Grape Seed Extract & Leukemia Cell Suicide

At the Hippocrates Health Institute, I met a lovely woman with dark brown hair and very fair skin from South Africa. Almari (I love her name) now lives in Los Angeles and, despite her zest for life and beauty and radiance and outward appearance of health, has leukemia.

Almari is heading in for a bone marrow transplant on February 2nd and asked that I keep her in my thoughts. I will also keep her in my heart and am praying for her complete recovery. Perhaps you can too, as the power of our vast connectedness is only starting to be understood.

While I regularly read the science news , scanning for natural approaches to heal disease and promote health, my attention is more attuned to leukemia these days after meeting Almari.

On December 22nd, a press release from the American Association for Cancer Research got my attention when they reported:

"An extract from grape seeds forces laboratory leukemia cells to commit cell suicide, according to researchers from the University of Kentucky. They found that within 24 hours, 76 percent of leukemia cells had died after being exposed to the extract."

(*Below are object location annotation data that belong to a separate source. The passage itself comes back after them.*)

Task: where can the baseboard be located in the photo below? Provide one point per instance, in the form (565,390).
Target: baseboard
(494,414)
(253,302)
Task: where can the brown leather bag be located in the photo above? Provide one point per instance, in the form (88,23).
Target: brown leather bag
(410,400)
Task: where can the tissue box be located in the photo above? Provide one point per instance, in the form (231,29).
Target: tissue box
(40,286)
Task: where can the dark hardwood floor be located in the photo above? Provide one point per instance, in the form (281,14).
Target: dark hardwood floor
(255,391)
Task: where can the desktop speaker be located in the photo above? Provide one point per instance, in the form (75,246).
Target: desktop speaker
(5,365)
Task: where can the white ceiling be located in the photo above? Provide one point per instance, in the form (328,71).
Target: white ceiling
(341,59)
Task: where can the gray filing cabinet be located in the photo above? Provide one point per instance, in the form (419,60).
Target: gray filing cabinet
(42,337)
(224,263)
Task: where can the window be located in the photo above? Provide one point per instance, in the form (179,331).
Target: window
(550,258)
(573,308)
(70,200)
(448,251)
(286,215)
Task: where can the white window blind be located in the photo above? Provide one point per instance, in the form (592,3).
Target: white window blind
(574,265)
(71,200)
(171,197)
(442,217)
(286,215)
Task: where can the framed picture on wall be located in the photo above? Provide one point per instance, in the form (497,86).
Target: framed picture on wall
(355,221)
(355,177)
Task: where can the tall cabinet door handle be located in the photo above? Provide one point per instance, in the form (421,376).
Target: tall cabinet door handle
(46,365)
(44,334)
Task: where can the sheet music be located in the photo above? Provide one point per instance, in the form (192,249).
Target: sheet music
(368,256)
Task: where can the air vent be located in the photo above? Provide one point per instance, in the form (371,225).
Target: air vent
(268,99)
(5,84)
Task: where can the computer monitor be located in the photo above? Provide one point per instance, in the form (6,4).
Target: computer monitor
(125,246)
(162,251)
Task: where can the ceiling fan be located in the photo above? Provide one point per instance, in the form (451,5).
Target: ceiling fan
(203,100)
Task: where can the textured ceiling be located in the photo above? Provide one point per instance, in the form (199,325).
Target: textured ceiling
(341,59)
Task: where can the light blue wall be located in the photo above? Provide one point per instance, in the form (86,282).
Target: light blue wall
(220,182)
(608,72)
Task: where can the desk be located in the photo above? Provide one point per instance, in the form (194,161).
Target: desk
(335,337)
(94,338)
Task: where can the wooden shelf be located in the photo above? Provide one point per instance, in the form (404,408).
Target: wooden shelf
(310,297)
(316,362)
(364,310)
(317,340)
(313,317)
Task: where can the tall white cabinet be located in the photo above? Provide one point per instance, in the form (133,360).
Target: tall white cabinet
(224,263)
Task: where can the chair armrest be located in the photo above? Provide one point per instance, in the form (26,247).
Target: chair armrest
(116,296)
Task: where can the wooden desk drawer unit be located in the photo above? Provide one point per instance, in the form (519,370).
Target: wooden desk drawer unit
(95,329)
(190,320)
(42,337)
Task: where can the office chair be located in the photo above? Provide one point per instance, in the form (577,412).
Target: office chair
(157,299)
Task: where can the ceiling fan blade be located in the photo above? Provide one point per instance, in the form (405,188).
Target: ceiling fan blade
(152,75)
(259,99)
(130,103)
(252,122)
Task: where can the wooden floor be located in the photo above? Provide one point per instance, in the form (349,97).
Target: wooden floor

That's an amazing statistic. If a pharmaceutical drug could combat cancer cells so heroically in 24 hours, all without harming normal cells, well the originating company's stock rise would be enough to put the U.S. economy into a good mood.

Instead, this research is being quietly reported in this month's Clinical Cancer Research journal.

The press release on grape seed extract and leukemia cells went on to report:

"These results could have implications for the incorporation of agents such as grape seed extract into prevention or treatment of hematological malignancies and possibly other cancers,” said the study’s lead author, Xianglin Shi, Ph.D., professor in the Graduate Center for Toxicology at the University of Kentucky.

“What everyone seeks is an agent that has an effect on cancer cells but leaves normal cells alone, and this shows that grape seed extract fits into this category,” he said.


While the researchers are cautious and say it's premature to see grape seed extract as a chemo-protective agent, it's still very promising research from my perspective. Here's to all the right follow-on research and to an era where this kind of research -- on safe, natural, truly healing agents from nature -- gets more prominent notice and concommitant funding.

1 Comments:

At February 25, 2009 7:22:00 PM MST , Anonymous Anonymous said...

Having lost a mother to leukemia, I'm always looking at the latest updates on this disease. Is this woman you know going to take GSE? I think it won't get much notariety due to the fact the drug companies won't be making much money from it, and the oncologists will not either.